Now, if you *really* don't want syzbot to report XFS bugs as you believe XFS
contains known unfixable bugs or for other reasons, you can formally ask Dmitry
to remove CONFIG_XFS_FS from the syzbot config. But of course that doesn't make
the bugs go away, it just makes the bug reports go away; you'll have to fix them
eventually anyway, one way or another.
I'd revise that to "have to fix /some/ of them anyway."

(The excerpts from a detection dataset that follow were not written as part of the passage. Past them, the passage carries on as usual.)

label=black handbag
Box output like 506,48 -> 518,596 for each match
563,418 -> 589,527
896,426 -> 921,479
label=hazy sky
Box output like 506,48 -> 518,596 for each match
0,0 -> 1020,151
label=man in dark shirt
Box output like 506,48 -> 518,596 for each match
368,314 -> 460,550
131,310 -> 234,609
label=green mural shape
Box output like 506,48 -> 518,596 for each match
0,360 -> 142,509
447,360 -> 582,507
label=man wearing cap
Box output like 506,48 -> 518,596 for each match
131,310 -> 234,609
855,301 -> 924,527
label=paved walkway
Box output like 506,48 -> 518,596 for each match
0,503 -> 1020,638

What I'm personally hung up on are the bugs where the "exploit" involves merely
mounting a crafted filesystem that in reality would never (until the heat death
of the universe) corrupt itself into that state on its own; it's the "malicious
image" case, which is quite different than exposing fundamental bugs like the
SB_BORN race or or the user-exploitable ext4 flaw you mentioned in your reply.
Those are more insidious and/or things which can be hit by real users in real life.
I don't know if I can win the "malicious images aren't a critical security
threat" battle, but I do think they are at least a different class of flaws,
because as Dave said, mount is supposed to be a privileged operation.
In a perfect world we'd fix them anyway, but I don't know that our resource
pool can keep up with your google-scale bot and still make progress in other
critical areas.
Anyway, the upshot is that we're probably just not going to care much about V4
filesystem oops-or-hang-on-mount bugs. Those problems are solved (largely) with
V5 filesystem format. Maybe I /will/ propose a system-wide tunable to disallow
V4 for those who are worried about such things.
To Darrick's points about more collaboration, I still wish that our requests
for more traditional fs fuzzer reporting (i.e. a filesystem image) weren't met
with such resistance.Tailoring your bug reports to the needs of the developer
community you're interacting with seems like a pretty reasonable thing to do.
As an aside, I wonder how much coverage of the V5 format code syzkaller /has/
achieved; that would be another useful datapoint google could provide - if
syzkaller is in fact traversing the V5 codepaths and isn't turning anything
up, that'd be pretty useful to know.